Me parece que en esta masa de confusión, algunos puntos luminosos de auténtico diálogo – existiendo en dosis homeopáticas – desempeñan un papel importante. Si un día, en alguna parte del mundo, un hombre ha reconocido al otro en tanto que otro, allí sucede algo que para mí es de orden divino y que contribuye a transformar el mundo, como un Martin Buber, un Martin Luther King, un Gandhi, aunque aparentemente terminaron en fracaso. El Cristo mismo es la mejor ilustración. Todo no depende forzadamente de la influencia aparente, de la “visibilidad” del mensaje de estas grandes figuras. Aun fuera de toda mediación, ciertamente hay algo que sucede, que permanece y que es fecundo, yo no sabría decir cómo. Por lo tanto, existe la necesidad de hacer conocer estas grandes figuras que son como la avanzada del ser humano en marcha hacia su humanidad. De ahí la necesidad que siento de hacer conocer a Buber, Thomas Merton, Henri Le Saux, y también a Dietrich Bonhoeffer quien, para mi es un verdadero profeta. Un monje tal como Thomas Merton asocia de una manera admirable la dedicación mística del contemplativo con la más viva consciencia política, en favor de minorías raciales, contra la bomba y la guerra de Vietnam. El sublevó a una generación desde su pequeña celda de trapense.

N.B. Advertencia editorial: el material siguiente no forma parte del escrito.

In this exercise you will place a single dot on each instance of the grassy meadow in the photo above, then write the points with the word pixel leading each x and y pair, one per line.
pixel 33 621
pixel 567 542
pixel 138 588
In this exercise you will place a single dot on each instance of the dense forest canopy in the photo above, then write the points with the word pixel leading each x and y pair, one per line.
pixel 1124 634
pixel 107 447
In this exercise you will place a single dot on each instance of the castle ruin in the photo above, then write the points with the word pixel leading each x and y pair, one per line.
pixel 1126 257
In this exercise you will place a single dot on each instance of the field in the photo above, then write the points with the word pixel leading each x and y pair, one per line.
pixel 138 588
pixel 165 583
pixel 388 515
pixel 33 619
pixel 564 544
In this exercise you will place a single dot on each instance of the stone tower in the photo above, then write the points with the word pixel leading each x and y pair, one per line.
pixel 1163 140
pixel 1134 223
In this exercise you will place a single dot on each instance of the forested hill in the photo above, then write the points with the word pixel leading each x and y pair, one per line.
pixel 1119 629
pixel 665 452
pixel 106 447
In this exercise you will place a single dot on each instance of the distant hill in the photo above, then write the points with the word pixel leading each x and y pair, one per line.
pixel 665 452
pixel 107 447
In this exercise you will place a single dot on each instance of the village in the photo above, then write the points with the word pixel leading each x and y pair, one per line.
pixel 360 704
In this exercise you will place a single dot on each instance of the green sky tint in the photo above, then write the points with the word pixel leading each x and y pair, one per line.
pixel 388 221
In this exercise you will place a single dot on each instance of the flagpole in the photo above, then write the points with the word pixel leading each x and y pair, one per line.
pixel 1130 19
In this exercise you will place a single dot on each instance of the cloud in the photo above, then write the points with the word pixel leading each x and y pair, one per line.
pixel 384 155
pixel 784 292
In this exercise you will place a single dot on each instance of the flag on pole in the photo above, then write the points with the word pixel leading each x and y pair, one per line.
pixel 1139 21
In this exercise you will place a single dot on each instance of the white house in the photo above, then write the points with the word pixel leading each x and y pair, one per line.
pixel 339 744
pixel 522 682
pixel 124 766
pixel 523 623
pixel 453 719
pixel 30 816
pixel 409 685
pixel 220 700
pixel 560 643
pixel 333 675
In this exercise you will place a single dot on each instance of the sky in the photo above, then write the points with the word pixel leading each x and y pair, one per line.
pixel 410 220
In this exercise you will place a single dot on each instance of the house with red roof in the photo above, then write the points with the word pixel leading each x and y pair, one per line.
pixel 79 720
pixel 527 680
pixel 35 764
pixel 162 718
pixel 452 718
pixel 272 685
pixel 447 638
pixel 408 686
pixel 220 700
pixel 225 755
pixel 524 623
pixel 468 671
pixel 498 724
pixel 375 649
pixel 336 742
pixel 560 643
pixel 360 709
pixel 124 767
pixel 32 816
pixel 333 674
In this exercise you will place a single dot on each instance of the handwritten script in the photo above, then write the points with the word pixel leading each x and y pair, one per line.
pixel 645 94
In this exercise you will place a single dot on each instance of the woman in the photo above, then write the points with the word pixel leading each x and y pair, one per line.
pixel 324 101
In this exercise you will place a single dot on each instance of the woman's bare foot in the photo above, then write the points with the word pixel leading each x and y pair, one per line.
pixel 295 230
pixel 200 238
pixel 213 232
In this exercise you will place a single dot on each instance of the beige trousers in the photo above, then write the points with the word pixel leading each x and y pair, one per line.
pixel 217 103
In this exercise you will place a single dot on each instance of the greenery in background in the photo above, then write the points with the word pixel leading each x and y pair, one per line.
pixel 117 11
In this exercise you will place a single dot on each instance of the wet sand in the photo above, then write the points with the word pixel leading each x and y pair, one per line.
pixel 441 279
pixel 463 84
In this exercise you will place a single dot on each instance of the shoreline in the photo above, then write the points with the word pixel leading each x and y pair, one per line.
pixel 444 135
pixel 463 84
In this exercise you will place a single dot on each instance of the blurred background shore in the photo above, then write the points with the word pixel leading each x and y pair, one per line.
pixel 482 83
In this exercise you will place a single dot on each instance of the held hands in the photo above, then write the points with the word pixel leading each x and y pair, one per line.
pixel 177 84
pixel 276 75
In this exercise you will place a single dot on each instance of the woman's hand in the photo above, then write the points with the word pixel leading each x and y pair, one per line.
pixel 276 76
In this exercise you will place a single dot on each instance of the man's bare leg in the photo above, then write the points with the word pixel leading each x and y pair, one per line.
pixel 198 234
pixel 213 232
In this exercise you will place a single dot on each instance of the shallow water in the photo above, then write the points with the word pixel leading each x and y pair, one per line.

No es mi intención pronunciarme sobre el porvenir. Tengo una mirada muy crítica respecto a lo que veo actualmente. Es cierto que hay una progresión del diálogo, pero hoy está ahogado en una mundialización aplicada a la religión. El diálogo religioso me interesa, aparte de mi fe personal. Intelectual y políticamente es una de las facetas del diálogo intercultural. La mundialización es un hecho. Todo depende de lo que se piensa hacer con ella. En la actualidad se difunde una visión del mundo que nos desculturiza. Muchas personas que quisieran evolucionar espiritualmente piensan – con justa razón que la mayor parte de las religiones tradicionales han sido violentas, y lo son todavía. Ellos deducen que la sola manera de ir al encuentro de esa violencia en el aspecto espiritual es de crear un mundo donde no hubiera más extranjeros porque cada uno habría llegado a ser ciudadano del mundo; donde no hubiera más fronteras porque nadie tendría una patria en el sentido espiritual del término. Yo creo que ese es un camino errado. Por otra parte, la espiritualidad tiene tendencia – como toda cosa, por lo demás – a ser instrumentalizada por nuestro mundo moderno. Se buscan respuestas porque aquellos a los que le interesa la espiritualidad están allí para plantear los interrogantes. Thomas Merton decía: la religión está hecha esencialmente para inquietar al hombre”. Se cree hoy día que la religión nos hará bien, es decir, nos aportará respuestas sobre el plano de la salud, de la tensión, de la angustia frente a la enfermedad y la muerte. Es que ella no está hecha para eso. Es cierto que, históricamente, el clero se ha apropiado de la inquietud espiritual de los hombres, la ha monopolizado y ha proporcionado a los creyentes lo que los sociólogos llaman “los bienes de la salvación”. Pero la esencia misma de la espiritualidad se encuentra en el cuestionamiento, no en las respuestas.